Hartz-Betrüger muss fast sechs Jahre in Haft

Begonnen von Kater, 19:15:13 Di. 31.Juli 2007

⏪ vorheriges - nächstes ⏩

Kater

ZitatSCHEIN-JOBVERMITTLUNG
Hartz-Betrüger muss fast sechs Jahre in Haft
Von Uta Falck

Mit einem einfachen Trick hatte ein Berliner die Bundesagentur für Arbeit abkassiert. Er vermittelte Arbeitslose an seine eigene Firma und ließ sie dann sinnfreie Jobs verrichten - ohne Lohn. Jetzt fand die bizarre Geschichte aus der Hartz-IV-Welt ihr Ende vor dem Berliner Landgericht.

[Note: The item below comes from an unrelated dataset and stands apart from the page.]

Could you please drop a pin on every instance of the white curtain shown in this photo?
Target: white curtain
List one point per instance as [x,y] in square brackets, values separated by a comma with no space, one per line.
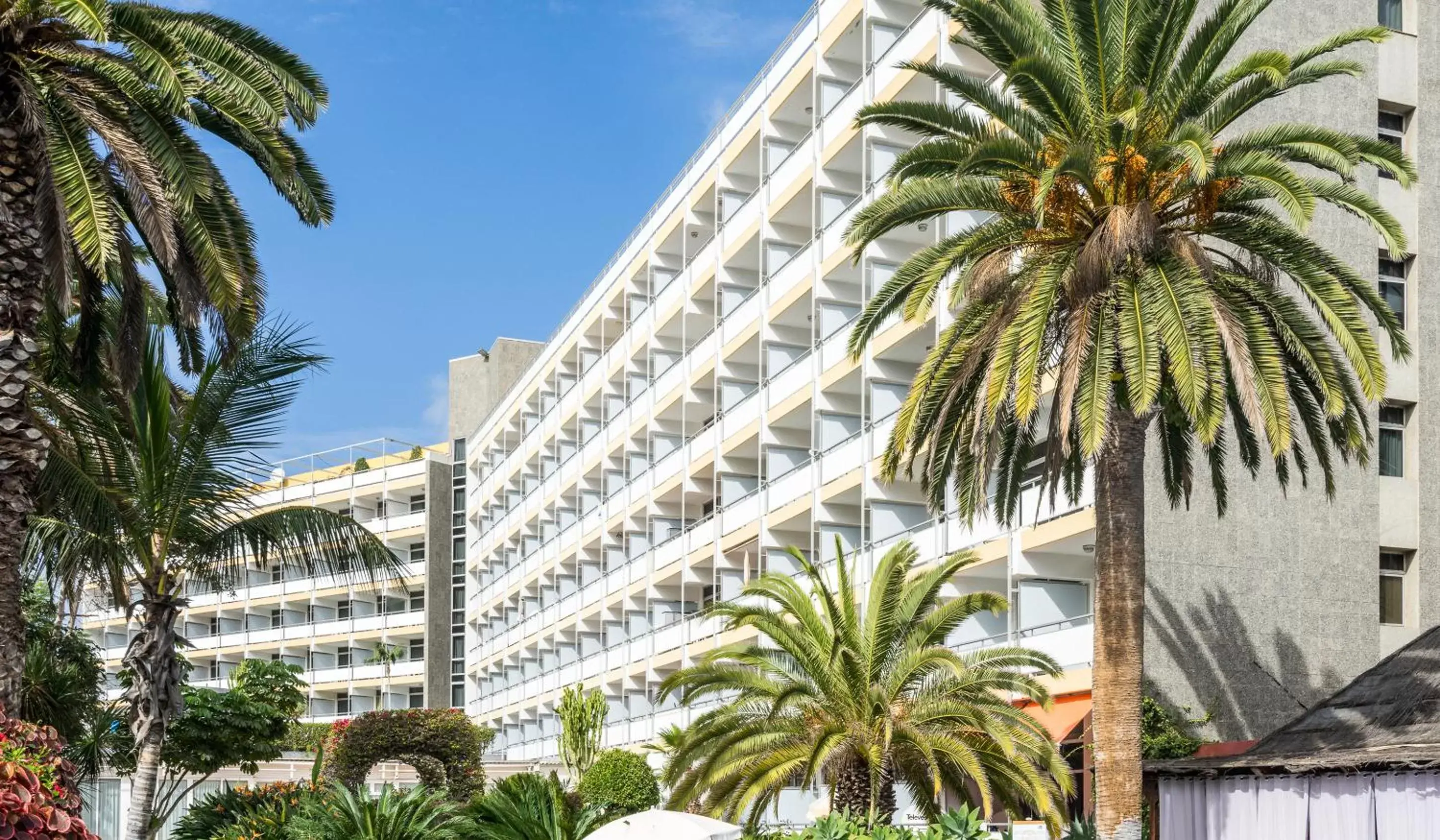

Berlin - Die 11. Große Strafkammer des Berliner Landgerichts verurteilte Arnd R. heute zu fünf Jahren und zehn Monaten Haft. Lange Zeit hatte sich der mehrfach Vorbestrafte gewunden, dann rang er sich zu einem Geständnis durch - gegen die Zusicherung des heute verhängten Strafmaßes.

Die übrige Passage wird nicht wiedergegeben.